Author | : Patrick Collinson |
Publisher | : Cambridge University Press |
Total Pages | : 402 |
Release | : 2006-11-02 |
Genre | : History |
ISBN | : 0521028043 |
Download Religion, Culture and Society in Early Modern Britain Book in PDF, Epub and Kindle
Seventeen distinguished historians of early modern Britain pay tribute to an outstanding scholar and teacher, presenting reviews of major areas of debate.
Author | : Ingo Berensmeyer |
Publisher | : Walter de Gruyter GmbH & Co KG |
Total Pages | : 293 |
Release | : 2020-06-22 |
Genre | : Language Arts & Disciplines |
ISBN | : 311069137X |
Download Literary Culture in Early Modern England, 1630–1700 Book in PDF, Epub and Kindle
This book explores literary culture in England between 1630 and 1700, focusing on connections between material, epistemic, and political conditions of literary writing and reading. In a number of case studies and close readings, it presents the seventeenth century as a period of change that saw a fundamental shift towards a new cultural configuration: neoclassicism.

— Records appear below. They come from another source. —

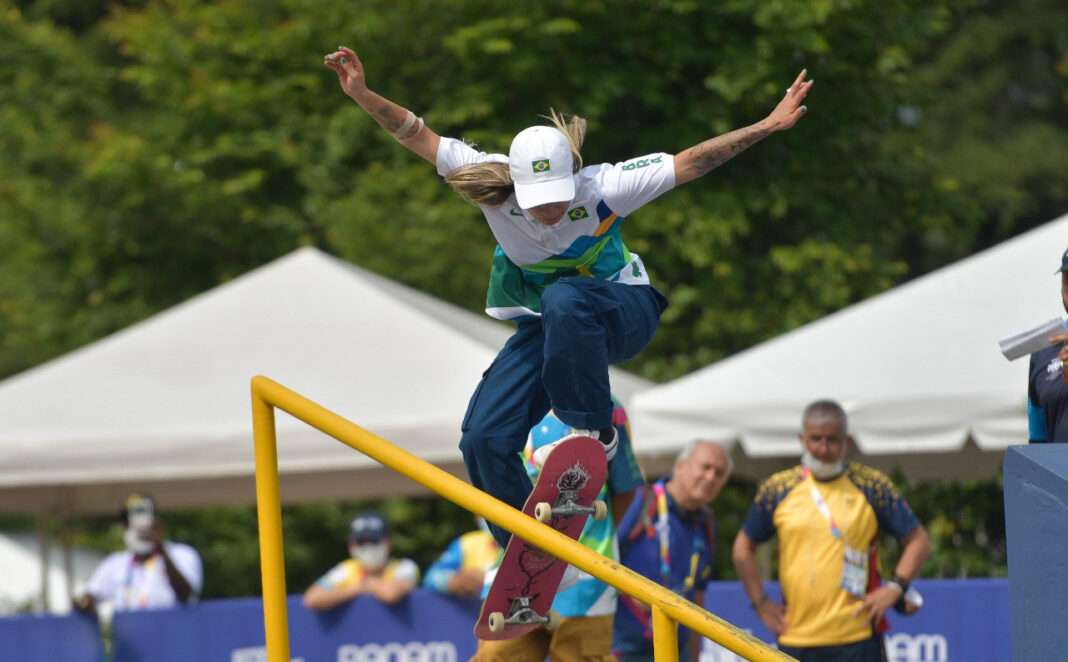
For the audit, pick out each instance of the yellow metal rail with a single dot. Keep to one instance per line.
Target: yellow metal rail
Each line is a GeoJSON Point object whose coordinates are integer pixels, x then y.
{"type": "Point", "coordinates": [669, 609]}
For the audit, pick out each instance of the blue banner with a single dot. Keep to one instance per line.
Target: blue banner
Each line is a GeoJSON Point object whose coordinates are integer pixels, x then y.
{"type": "Point", "coordinates": [961, 620]}
{"type": "Point", "coordinates": [55, 639]}
{"type": "Point", "coordinates": [423, 628]}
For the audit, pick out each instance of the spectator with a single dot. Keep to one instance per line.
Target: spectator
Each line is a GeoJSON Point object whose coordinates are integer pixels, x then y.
{"type": "Point", "coordinates": [460, 570]}
{"type": "Point", "coordinates": [152, 572]}
{"type": "Point", "coordinates": [828, 514]}
{"type": "Point", "coordinates": [370, 571]}
{"type": "Point", "coordinates": [1048, 381]}
{"type": "Point", "coordinates": [584, 603]}
{"type": "Point", "coordinates": [669, 536]}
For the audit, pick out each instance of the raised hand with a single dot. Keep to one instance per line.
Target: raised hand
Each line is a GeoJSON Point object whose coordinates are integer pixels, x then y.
{"type": "Point", "coordinates": [790, 109]}
{"type": "Point", "coordinates": [349, 69]}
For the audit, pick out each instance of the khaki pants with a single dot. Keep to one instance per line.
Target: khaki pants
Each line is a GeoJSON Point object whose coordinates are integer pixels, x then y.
{"type": "Point", "coordinates": [585, 639]}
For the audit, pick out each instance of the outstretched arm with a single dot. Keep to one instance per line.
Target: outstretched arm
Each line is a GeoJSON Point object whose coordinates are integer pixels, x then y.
{"type": "Point", "coordinates": [408, 129]}
{"type": "Point", "coordinates": [712, 153]}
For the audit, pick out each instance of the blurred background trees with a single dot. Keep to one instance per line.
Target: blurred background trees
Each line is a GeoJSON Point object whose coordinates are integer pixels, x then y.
{"type": "Point", "coordinates": [153, 148]}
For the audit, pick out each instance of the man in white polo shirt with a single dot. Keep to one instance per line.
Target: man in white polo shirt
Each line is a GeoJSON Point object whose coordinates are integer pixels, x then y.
{"type": "Point", "coordinates": [152, 572]}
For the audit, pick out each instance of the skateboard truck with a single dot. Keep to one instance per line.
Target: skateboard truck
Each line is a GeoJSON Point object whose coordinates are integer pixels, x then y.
{"type": "Point", "coordinates": [521, 614]}
{"type": "Point", "coordinates": [566, 506]}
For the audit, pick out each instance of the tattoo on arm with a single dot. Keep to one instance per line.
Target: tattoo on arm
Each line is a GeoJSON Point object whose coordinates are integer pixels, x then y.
{"type": "Point", "coordinates": [715, 152]}
{"type": "Point", "coordinates": [387, 119]}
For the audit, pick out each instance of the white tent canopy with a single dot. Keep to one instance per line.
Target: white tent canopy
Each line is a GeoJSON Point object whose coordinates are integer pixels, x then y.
{"type": "Point", "coordinates": [917, 368]}
{"type": "Point", "coordinates": [165, 405]}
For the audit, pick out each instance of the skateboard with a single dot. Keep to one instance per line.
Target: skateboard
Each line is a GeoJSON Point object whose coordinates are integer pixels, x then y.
{"type": "Point", "coordinates": [528, 578]}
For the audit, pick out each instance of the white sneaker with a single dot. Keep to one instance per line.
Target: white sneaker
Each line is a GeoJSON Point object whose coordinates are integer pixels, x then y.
{"type": "Point", "coordinates": [571, 577]}
{"type": "Point", "coordinates": [543, 453]}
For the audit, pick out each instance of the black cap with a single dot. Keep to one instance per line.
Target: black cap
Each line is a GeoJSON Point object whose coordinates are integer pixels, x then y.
{"type": "Point", "coordinates": [137, 503]}
{"type": "Point", "coordinates": [367, 526]}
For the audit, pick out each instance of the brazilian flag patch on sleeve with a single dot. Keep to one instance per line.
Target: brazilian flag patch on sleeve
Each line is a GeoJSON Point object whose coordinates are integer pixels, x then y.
{"type": "Point", "coordinates": [578, 214]}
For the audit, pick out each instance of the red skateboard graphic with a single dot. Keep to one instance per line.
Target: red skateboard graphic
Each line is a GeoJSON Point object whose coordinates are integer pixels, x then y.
{"type": "Point", "coordinates": [528, 579]}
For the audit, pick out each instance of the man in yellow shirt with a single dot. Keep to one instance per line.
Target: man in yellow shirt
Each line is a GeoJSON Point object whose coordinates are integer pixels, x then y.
{"type": "Point", "coordinates": [828, 515]}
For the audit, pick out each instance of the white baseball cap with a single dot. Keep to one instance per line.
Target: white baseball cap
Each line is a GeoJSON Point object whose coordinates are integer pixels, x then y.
{"type": "Point", "coordinates": [540, 164]}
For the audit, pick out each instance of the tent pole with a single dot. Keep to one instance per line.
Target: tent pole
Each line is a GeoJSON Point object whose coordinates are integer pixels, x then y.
{"type": "Point", "coordinates": [67, 555]}
{"type": "Point", "coordinates": [43, 546]}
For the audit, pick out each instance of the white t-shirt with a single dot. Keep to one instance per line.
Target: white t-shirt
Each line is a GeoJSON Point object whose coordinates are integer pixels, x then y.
{"type": "Point", "coordinates": [530, 255]}
{"type": "Point", "coordinates": [130, 585]}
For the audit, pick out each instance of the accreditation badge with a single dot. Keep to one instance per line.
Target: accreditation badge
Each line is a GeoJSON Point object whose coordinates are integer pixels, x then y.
{"type": "Point", "coordinates": [854, 567]}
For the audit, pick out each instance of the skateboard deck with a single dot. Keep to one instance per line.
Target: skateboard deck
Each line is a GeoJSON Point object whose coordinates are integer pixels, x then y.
{"type": "Point", "coordinates": [527, 581]}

This shift affected a wide array of social practices and institutions, from poetry to politics and from epistemology to civility.
Author | : John West |
Publisher | : Oxford University Press |
Total Pages | : 211 |
Release | : 2018 |
Genre | : Literary Criticism |
ISBN | : 0198816405 |
Download Dryden and Enthusiasm Book in PDF, Epub and Kindle
This book explores ideas of enthusiasm, or divine inspiration, in the works of the poet, dramatist, and literary critic John Dryden. It offers a new view of a major seventeenth-century writer and also examines the complex political and religious tensions implicit in Dryden's interest in enthusiasm.